BMC Geriatrics (Jun 2024)

Understanding and alleviating informal caregiver burden through the development and validation of a caregiver strain index-based model in Taiwan

  • Shuo-Chen Chien,
  • Yu-Hung Chang,
  • Chia-Ming Yen,
  • Ying-Erh Chen,
  • Chia-Chun Liu,
  • Yu-Ping Hsiao,
  • Ping-Yen Yang,
  • Hong-Ming Lin,
  • Tsung-En Yang,
  • Xing-Hua Lu,
  • I-Chien Wu,
  • Chih-Cheng Hsu,
  • Hung-Yi Chiou,
  • Ren-Hua Chung

DOI
https://doi.org/10.1186/s12877-024-05136-5
Journal volume & issue
Vol. 24, no. 1
pp. 1 – 11

Abstract

Read online

Abstract Background Quantifying the informal caregiver burden is important for understanding the risk factors associated with caregiver overload and for evaluating the effectiveness of services provided in Long-term Care (LTC).

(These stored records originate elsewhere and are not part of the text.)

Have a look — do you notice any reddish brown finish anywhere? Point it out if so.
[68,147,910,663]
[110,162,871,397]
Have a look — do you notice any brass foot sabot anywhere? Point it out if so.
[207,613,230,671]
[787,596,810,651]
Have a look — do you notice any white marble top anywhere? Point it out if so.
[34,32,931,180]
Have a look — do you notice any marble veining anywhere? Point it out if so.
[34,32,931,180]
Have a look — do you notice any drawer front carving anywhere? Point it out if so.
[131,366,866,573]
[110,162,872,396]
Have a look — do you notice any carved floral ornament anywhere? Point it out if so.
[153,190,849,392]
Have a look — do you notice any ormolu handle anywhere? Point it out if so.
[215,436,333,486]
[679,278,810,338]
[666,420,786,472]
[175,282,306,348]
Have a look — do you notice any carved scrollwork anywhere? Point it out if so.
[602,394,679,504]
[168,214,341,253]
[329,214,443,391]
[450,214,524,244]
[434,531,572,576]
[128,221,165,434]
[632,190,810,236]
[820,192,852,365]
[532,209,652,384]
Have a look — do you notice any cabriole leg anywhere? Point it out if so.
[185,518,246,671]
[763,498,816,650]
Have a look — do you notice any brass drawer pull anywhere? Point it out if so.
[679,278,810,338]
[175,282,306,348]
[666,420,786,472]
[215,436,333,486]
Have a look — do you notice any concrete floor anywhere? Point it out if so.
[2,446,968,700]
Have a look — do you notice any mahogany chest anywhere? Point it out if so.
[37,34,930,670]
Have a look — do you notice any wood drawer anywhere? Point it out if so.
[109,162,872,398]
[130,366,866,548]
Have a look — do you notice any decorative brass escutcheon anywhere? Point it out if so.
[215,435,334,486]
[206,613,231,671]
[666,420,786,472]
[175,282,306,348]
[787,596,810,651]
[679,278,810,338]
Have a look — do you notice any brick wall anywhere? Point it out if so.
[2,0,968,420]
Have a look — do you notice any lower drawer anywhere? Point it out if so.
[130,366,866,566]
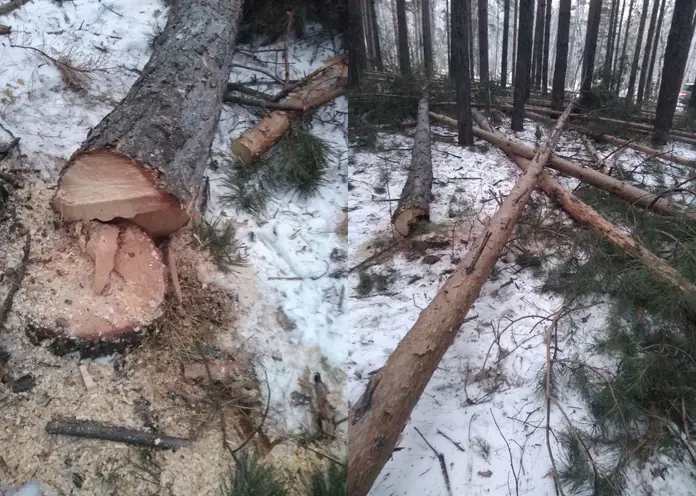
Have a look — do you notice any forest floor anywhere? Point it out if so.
[347,113,696,496]
[0,0,348,496]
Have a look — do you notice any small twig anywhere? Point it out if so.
[414,427,452,496]
[488,408,520,496]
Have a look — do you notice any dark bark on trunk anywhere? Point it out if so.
[541,0,553,95]
[580,0,602,104]
[616,0,634,95]
[422,0,433,79]
[626,0,657,103]
[551,0,571,110]
[653,0,696,145]
[530,0,546,89]
[510,0,534,131]
[348,0,367,88]
[636,0,660,106]
[500,0,510,88]
[396,0,411,76]
[478,0,488,85]
[61,0,239,208]
[392,98,433,236]
[451,0,474,145]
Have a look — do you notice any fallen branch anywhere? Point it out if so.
[46,419,189,450]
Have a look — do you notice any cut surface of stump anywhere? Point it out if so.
[18,221,166,345]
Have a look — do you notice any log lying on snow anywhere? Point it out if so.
[392,96,433,236]
[232,55,348,163]
[52,0,241,236]
[430,112,696,219]
[348,101,572,496]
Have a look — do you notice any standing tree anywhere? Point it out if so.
[500,0,510,88]
[396,0,411,76]
[422,0,433,79]
[626,0,657,103]
[636,0,660,105]
[551,0,570,110]
[479,0,488,85]
[580,0,602,106]
[510,0,534,131]
[653,0,696,145]
[451,0,474,145]
[541,0,553,95]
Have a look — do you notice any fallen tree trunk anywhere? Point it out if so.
[430,112,696,219]
[348,104,572,496]
[232,55,348,163]
[392,95,433,236]
[52,0,241,236]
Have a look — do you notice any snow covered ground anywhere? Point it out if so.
[0,0,348,489]
[347,121,694,496]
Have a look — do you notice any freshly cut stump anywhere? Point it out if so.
[51,0,242,236]
[24,221,167,349]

Objective This study aimed to develop and validate a Caregiver Strain Index (CSI)-based score for quantifying the informal caregiver burden, while the original dataset did not fully cover evaluation items commonly included in international assessments. Subsequently, we utilized the CSI-based score to pinpoint key caregiver burden risk factors, examine the initial timing of LTC services adoption, and assess the impact of LTC services on reducing caregiver burden. Methods The study analyzed over 28,000 LTC cases in Southern Taiwan from August 2019 to December 2022. Through multiple regression analysis, we identified significant risk factors associated with caregiver burden and examined changes in this burden after utilizing various services. Survival analysis was employed to explore the relationship between adopting the first LTC services and varying levels of caregiver burden. Results We identified 126 significant risk factors for caregiver burden. The most critical factors included caregiving for other disabled family members or children under the age of three (β = 0.74, p < 0.001), the employment status of the caregiver (β = 0.30–0.53, p < 0.001), the frailty of the care recipient (β = 0.28–0.31, p < 0.001), and the behavioral symptoms of dementia in care recipients (β = 0.28–2.60, p < 0.05). Generally, caregivers facing higher burdens sought LTC services earlier, and providing home care services alleviated the caregiver’s burden. Conclusion This comprehensive study suggests policy refinements to recognize high-risk caregivers better early and provide timely support to improve the overall well-being of both informal caregivers and care recipients.